Up until Oct. 17, this was about as good as a picture of Uranus got. The near-infrared picture of the planet was taken in 2004 from the W. M. Keck Observatory on the summit of Mauna Kea, Hawaii, by University of Wisconsin planetary scientist Dr. Larry Sromovsky.
No astronomer could ever peer below the blue methane haze in the upper atmosphere that blankets Uranus.
But now, Sromovsky and his colleagues have lifted the famously monochromatic veil to reveal the complexities of the seventh planet from the sun.
This paired picture of Uranus was presented on Oct. 17 at the American Astronomical Society’s Division of Planetary Sciences meeting in Reno, Nev. The image is the sharpest, most detailed picture of the distant planet to date.
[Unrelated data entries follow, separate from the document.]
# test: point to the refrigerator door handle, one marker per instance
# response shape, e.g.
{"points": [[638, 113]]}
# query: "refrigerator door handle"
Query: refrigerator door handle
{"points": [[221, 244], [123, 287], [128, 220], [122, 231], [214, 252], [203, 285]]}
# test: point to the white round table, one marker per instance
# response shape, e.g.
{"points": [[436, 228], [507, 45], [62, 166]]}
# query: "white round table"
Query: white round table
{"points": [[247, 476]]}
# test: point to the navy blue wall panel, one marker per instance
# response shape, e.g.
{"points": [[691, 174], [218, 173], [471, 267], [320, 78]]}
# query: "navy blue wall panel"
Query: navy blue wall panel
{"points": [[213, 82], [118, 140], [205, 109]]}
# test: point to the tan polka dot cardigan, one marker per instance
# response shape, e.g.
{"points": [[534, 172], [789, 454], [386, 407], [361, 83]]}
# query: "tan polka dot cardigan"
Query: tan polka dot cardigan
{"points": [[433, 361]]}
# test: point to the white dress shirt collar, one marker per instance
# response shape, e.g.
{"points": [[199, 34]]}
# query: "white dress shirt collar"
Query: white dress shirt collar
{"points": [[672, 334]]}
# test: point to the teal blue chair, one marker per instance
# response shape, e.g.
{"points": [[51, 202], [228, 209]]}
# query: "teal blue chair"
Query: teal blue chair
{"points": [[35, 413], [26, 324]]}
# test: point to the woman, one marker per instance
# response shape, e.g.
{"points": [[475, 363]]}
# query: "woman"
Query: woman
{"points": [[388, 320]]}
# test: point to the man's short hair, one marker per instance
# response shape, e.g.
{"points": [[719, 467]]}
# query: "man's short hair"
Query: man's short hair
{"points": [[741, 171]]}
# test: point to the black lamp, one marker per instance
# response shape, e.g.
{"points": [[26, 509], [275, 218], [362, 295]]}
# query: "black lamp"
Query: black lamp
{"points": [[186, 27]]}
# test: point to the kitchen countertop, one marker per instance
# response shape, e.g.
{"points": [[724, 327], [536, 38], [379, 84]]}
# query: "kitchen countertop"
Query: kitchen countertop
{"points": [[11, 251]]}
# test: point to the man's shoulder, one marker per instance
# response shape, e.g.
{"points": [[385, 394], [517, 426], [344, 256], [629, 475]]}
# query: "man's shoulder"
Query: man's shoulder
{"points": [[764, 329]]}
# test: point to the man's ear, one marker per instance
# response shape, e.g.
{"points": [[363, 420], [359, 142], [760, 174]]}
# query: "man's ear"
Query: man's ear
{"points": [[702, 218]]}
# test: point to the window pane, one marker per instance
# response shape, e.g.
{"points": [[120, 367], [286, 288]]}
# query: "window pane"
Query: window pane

The north pole is visible on the right side of Uranus.
The scientists say the infrared image, taken using the Keck II telescope, reveals new details about the planet’s atmosphere. Storm-like convective features dot the north pole, and a scalloped pattern of clouds encircles the planet’s equator.
Large weather systems, which are probably much less violent than the storms we know on Earth, behave in bizarre ways on Uranus, says Sromovsky.
“Some of these weather systems stay at fixed latitudes and undergo large variations in activity,” says Sromovsky. “Others are seen to drift toward the planet’s equator while undergoing great changes in size and shape.”